The second point is the one that has been the primary subject of discussion by some prominent scientist-bloggers, namely that “framing” bears a striking resemblance to “spin”. We all know that “spin” plays a substantial role in politics. To scientists, this is not something to be emulated. I won’t go so far as to say that framing is mere spin, but throughout the presentation I had the strong notion that it was largely indistinguishable from “marketing”. Scientists should care about how their work is presented to and received by the public, and therefore marketing is a legitimate consideration. Indeed, scientists market their work often — to granting agencies, students, journals, and colleagues. Adding some audience-specific adjustments when dealing with the public is perfectly reasonable, but if that’s all “framing” is, then it’s really just repackaged marketing truisms.

The third point, in which Mooney and Nisbet transition from describing the issue to prescribing what scientists should do, was by far the weakest part of the talk. In fact, I found almost nothing in their presentation that actually applied to me as an individual researcher. Almost everything they suggested actually fell under the purview of science writers, press offices, lobby groups, professional societies, or educational organizations. I still do not know what they expect me to do even with information in mind about how the public frames important topics. As a result, much of the talk seems to be about telling scientists what they are doing wrong with no real solutions that individual scientists can or will implement.
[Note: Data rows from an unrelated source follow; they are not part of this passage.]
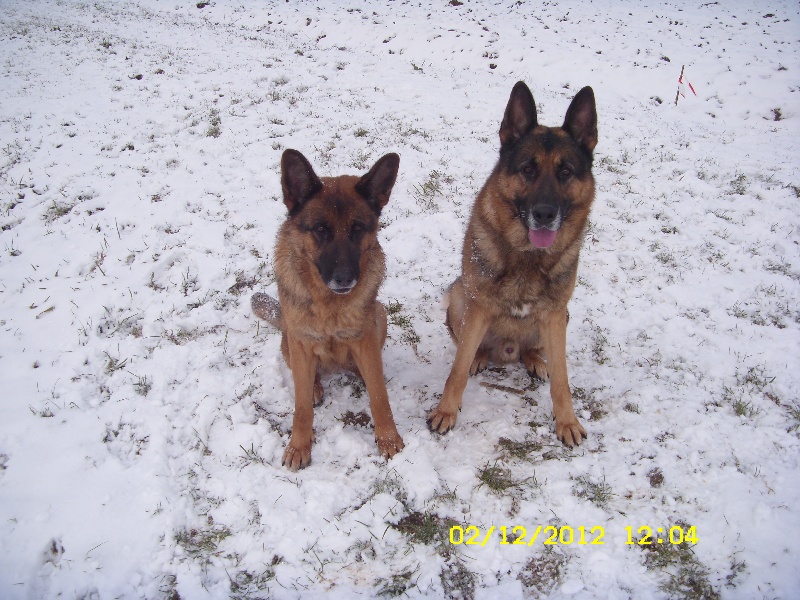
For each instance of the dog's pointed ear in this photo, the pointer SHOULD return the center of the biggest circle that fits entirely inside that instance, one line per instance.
(520, 115)
(581, 119)
(376, 186)
(298, 180)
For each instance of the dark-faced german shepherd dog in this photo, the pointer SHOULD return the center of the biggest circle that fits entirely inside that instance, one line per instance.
(520, 256)
(329, 266)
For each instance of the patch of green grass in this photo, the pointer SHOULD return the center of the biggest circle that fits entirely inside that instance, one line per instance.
(58, 210)
(596, 492)
(361, 419)
(686, 576)
(214, 123)
(426, 528)
(142, 385)
(519, 450)
(202, 542)
(499, 480)
(114, 364)
(394, 312)
(251, 586)
(739, 185)
(655, 477)
(543, 573)
(396, 585)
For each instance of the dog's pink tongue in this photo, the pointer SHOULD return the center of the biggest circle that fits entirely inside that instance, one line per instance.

If I may, I would also add that Mooney and Nisbet’s discussion is, at heart, not about science or communication, but about American politics. In many other countries, scientific literacy is much higher, issues do occupy the primary stage in election campaigns, and religion and partisanship play a much smaller role in influencing decisions about science. Once again, this suggests that education about science early on is an effective strategy and a viable objective. The question of framing is more geographically and temporally localized than this, and so it is difficult for some scientists who are trained to look beyond such limitations to the larger picture to make framing a primary tool.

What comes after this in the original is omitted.